The Clanking Social Contract

📍 Cambridge, EnglandRant


⚠️ WARNING

This is an unconsidered rant, and I may well change my mind on a few points.

Late 2025 is when coding agents really took off. First it was with Claude Code, which provided a neat front-end to using Claude to vibe code. Then Goose came along. Finally, OpenCode. You can think of these as a junior developer in your terminal. You don't have to write so much code anymore. Just focus on product.

This will finish off what was left of the Junior Developer role, because the traditional Junior role of writing code and basically doing more scutwork than the senior mentoring them is what the clanker can do. It's easy to get cut up about this, because it is a big shift in the industry. I really feel for anyone who is a junior developer and who graduated in the last five years. It's important to keep a broad view on this subject. Bright people who work hard can succeed anywhere, and I see this really helping bright junior developers more than I see it removing junior developers from existing roles. This isn't the subject of this rant. Mastery is ultimately a human endeavour, and one that won't be mechanised any time sooon.
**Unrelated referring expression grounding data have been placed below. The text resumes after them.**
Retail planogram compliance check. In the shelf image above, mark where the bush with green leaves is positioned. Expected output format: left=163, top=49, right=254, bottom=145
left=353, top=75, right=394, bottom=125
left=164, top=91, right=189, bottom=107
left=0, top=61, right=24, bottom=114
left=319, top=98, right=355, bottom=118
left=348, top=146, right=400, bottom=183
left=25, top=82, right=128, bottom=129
What I am concerned about is how we're allowing language model developers to extract tremendous value from open source.

Why

This is a recent discussion from Tailwind, a CSS framework which allows rapid iteration of user interfaces. It's pretty good. I use it myself. But it doesn't have much of a future on its current trajectory. Last week, they had to lay off a lot of their development team, because the financials looked so poor. Language models ingest all of the documentation but remove any ability to upsell enterprise versions with SLAs, a common monetisation path for open-source projects. It's all fine and well citing the MIT license granting anyone to do whatever they like with it provided that licenced code is not re-licenced and the user discards all warranty claims. Responses like this don't help either.

Clank

I completely get both arguments. Tailwind is based on open-source code, did Tailwind pay it forwards when the Tailwind company raised a venture capital funding round? It's an issue that affects the whole open source movement, and one that is currently an existential crisis without an adequate solution.

I do think there is a case for users to contribute more to projects like this. I don't think there's anything wrong with wanting to monetise. People have to eat. Language models pulling documentation out without either checking to see if it's up to date or without at least preserving the "pro pack" advertising seems slightly tasteless to me.